Le gouvernement togolais a lancé un mandat d’arrêt international contre plusieurs membres du mouvement citoyen M66, une organisation née dans la diaspora et rendue célèbre après les manifestations du 6 juin dernier, déclenchées par l’arrestation du rappeur contestataire Narcisse Essowè Tchalla, alias Aamron.
Le pouvoir togolais fait face à une résistance importante depuis le mois de juin. Déjà très réactif sur le terrain avec l’arrestation de 19 manifestants présumés, le gouvernement tente d’atténuer cette révolte en s’en prenant cette fois-ci directement à sa source, la plateforme Mouvement du 6 juin (M66).
Majoritairement animé par des blogueurs et des activistes basés à l’étranger, le mouvement citoyen M66 avait appelé à des journées de désobéissance civile les 6, 26, 27 et 28 juin. Des protestations qui avait pour cible la flambée des prix, la répression des voix critiques et surtout le passage en force de la nouvelle Constitution, adoptée en mai 2024 sans consultation référendaire, en rupture avec l’ancien texte. Et encore, la récente organisation exige particulièrement la démission de Faure Gnassingbé, devenu président du Conseil des ministres le 3 mai 2025, après le passage controversé du Togo d’un régime présidentiel à un régime parlementaire.

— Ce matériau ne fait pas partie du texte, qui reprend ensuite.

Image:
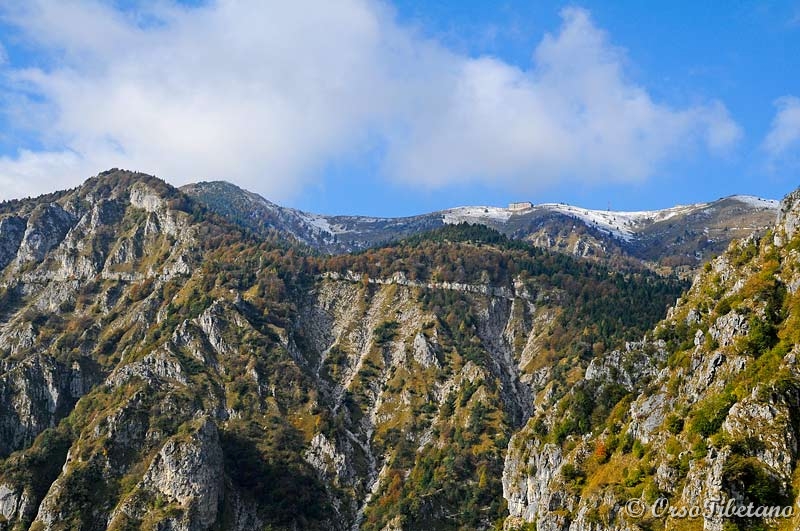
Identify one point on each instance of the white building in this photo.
(524, 205)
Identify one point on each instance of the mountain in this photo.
(679, 238)
(705, 410)
(163, 367)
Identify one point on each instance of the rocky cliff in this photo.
(160, 368)
(705, 408)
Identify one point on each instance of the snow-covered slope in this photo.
(684, 234)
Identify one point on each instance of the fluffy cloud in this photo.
(783, 140)
(266, 93)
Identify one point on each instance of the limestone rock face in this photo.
(46, 228)
(190, 472)
(12, 230)
(161, 369)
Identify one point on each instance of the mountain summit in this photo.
(681, 237)
(162, 367)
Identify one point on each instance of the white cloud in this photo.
(265, 93)
(783, 139)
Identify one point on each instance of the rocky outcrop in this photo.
(188, 471)
(46, 228)
(12, 230)
(35, 395)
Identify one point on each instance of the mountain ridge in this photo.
(683, 235)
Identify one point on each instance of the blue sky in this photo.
(396, 108)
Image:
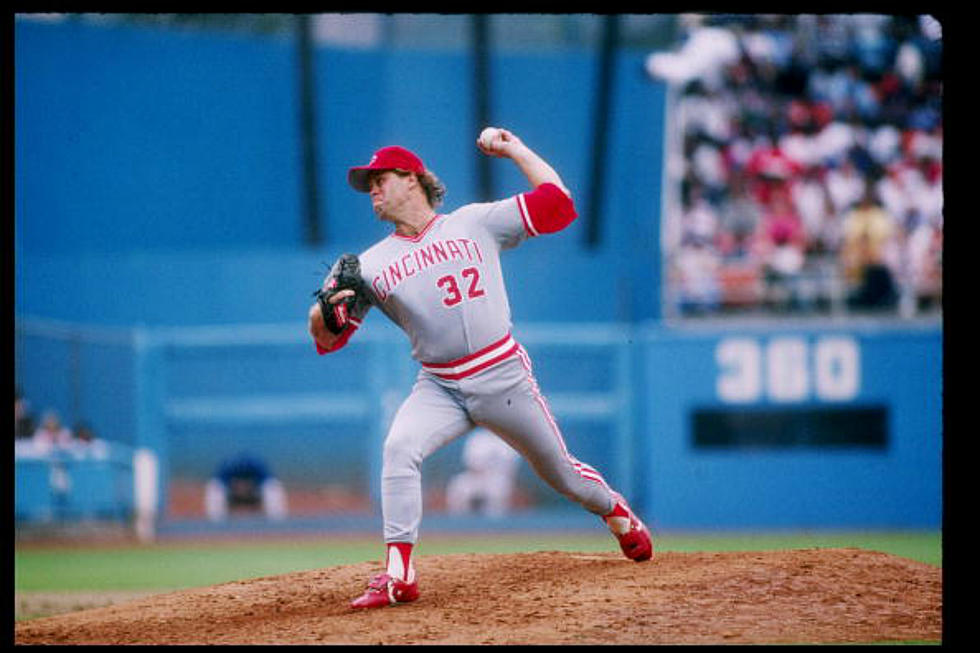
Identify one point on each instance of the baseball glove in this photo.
(344, 275)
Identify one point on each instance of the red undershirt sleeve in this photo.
(546, 209)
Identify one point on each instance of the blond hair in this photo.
(431, 185)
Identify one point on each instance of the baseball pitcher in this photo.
(438, 277)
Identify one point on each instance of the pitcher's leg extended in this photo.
(521, 416)
(428, 419)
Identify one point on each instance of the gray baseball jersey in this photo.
(444, 287)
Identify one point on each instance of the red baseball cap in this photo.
(392, 157)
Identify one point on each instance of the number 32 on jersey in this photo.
(467, 287)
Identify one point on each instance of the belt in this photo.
(472, 363)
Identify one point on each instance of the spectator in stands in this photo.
(87, 445)
(844, 97)
(781, 248)
(869, 248)
(486, 485)
(244, 483)
(24, 423)
(51, 435)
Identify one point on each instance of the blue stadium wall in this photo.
(163, 170)
(157, 180)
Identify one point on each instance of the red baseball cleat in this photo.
(634, 537)
(384, 590)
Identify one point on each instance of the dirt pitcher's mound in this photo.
(798, 596)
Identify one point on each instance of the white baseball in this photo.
(488, 135)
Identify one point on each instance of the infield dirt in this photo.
(792, 596)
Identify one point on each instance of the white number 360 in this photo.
(787, 369)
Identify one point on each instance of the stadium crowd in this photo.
(809, 163)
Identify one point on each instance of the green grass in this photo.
(176, 565)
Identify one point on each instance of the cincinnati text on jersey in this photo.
(421, 258)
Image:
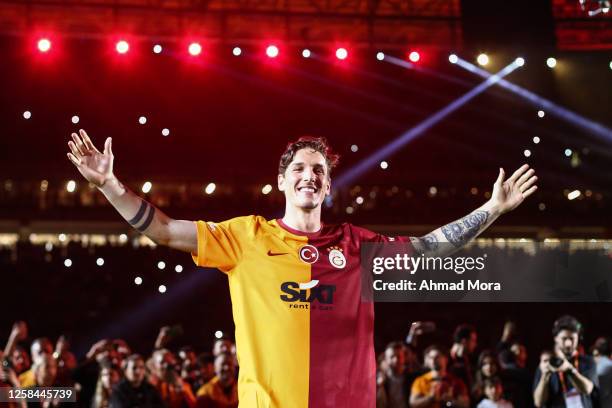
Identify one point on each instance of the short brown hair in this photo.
(318, 144)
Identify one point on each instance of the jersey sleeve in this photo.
(221, 245)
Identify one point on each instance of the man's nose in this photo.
(308, 174)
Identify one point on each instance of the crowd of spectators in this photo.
(112, 375)
(496, 377)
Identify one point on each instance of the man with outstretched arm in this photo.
(304, 336)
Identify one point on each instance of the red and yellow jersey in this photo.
(304, 336)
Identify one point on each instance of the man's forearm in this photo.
(140, 214)
(540, 394)
(458, 233)
(582, 383)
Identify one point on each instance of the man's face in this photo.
(20, 360)
(306, 181)
(567, 342)
(489, 368)
(434, 360)
(46, 371)
(493, 392)
(395, 358)
(40, 347)
(135, 372)
(109, 377)
(225, 369)
(472, 342)
(222, 346)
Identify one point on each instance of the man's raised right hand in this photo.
(95, 166)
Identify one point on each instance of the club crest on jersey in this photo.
(309, 254)
(336, 257)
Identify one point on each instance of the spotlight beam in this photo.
(386, 151)
(546, 104)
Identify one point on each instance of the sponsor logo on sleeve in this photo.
(336, 257)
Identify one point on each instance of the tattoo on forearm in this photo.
(460, 232)
(145, 208)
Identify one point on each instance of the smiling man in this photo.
(304, 336)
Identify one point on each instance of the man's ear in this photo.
(281, 182)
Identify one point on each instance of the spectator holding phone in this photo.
(565, 378)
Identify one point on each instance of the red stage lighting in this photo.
(122, 47)
(272, 51)
(44, 45)
(341, 53)
(195, 49)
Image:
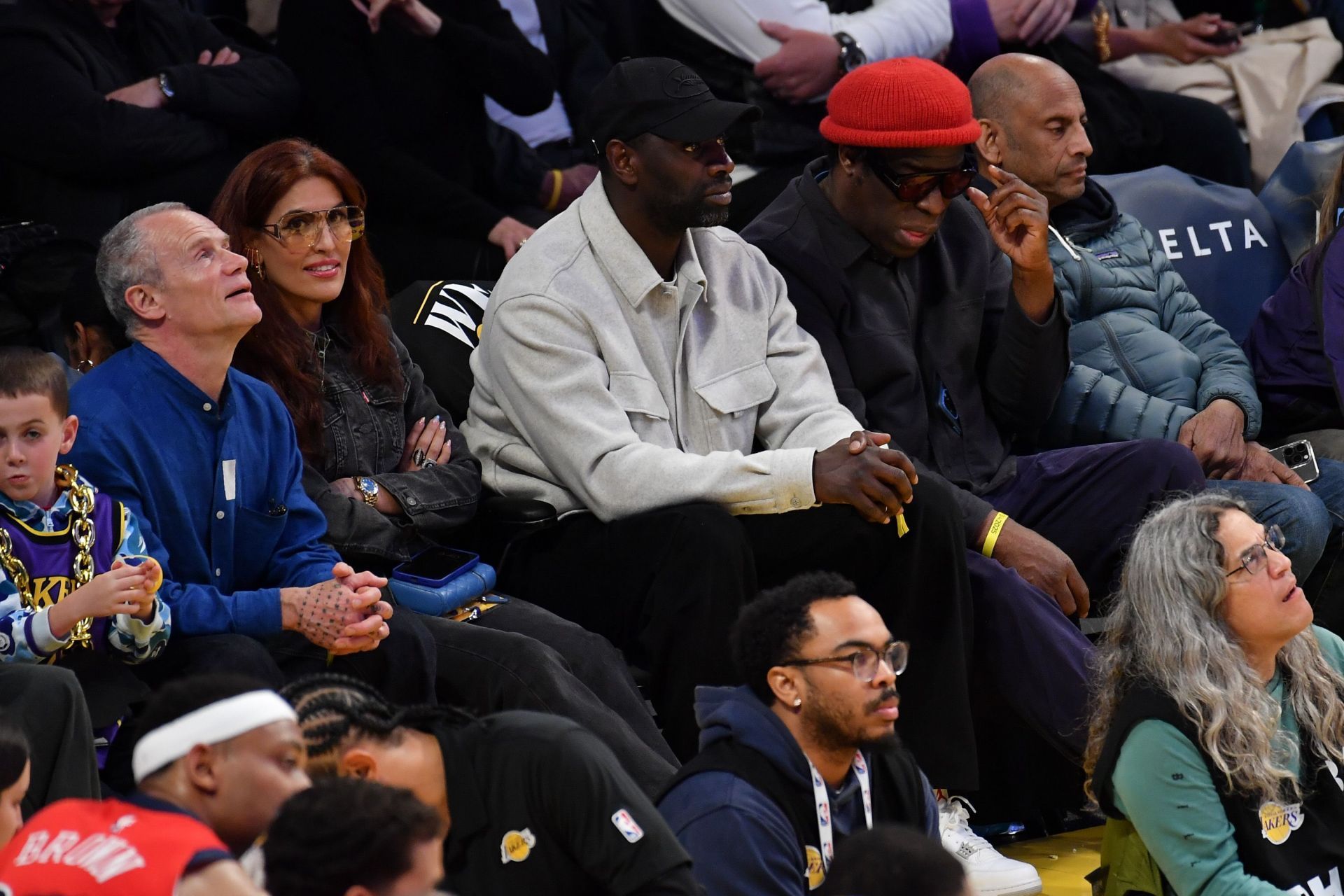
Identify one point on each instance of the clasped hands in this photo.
(344, 614)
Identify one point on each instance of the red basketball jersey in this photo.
(111, 848)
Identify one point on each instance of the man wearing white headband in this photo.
(214, 762)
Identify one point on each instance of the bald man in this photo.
(1147, 360)
(939, 318)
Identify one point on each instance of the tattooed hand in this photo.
(335, 617)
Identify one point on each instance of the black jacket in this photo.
(933, 349)
(405, 112)
(365, 428)
(78, 160)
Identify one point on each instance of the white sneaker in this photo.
(988, 872)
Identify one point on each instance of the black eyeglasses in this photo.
(866, 660)
(913, 188)
(302, 230)
(1254, 556)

Les autorités togolaises ont confirmé le lancement de mandats d’arrêt internationaux contre les figures du mouvement. Selon l’hebdomadaire français Le Point, le ministre de la Sécurité Calixte Madjoulba, a durci le ton lors d’un échange avec la presse étrangère. « Les enquêtes se poursuivent. Il y a des mandats d’arrêt qui sont lancés », a-t-il déclaré, avant de prévenir, « les pays où ces gens-là résident sont appelés à collaborer. Quand on lance un mandat d’arrêt international, il doit y avoir une suite. Quel que soit l’endroit où ils se trouvent, on ira les chercher ».
De lourdes accusations
Le colonel Hodabalo Anate, ministre de l’Administration territoriale, évoque une tentative de déstabilisation régionale. « Cela relève globalement des tentatives de déstabilisation de la sous-région. C’est du terrorisme quand on invite les gens à la violence gratuite », il cite. Il assimile ces appels à manifester à une menace sécuritaire, argumentant que « les manifestations non autorisées ne peuvent en aucun cas être considérées comme des formes acceptables d’expression démocratique ».
Les autorités togolaises dénoncent des « manipulations » orchestrées depuis l’étranger par les membres du mouvement M66, tous issus de la diaspora, pour rien d’autre que d’ébranler l’ordre établi.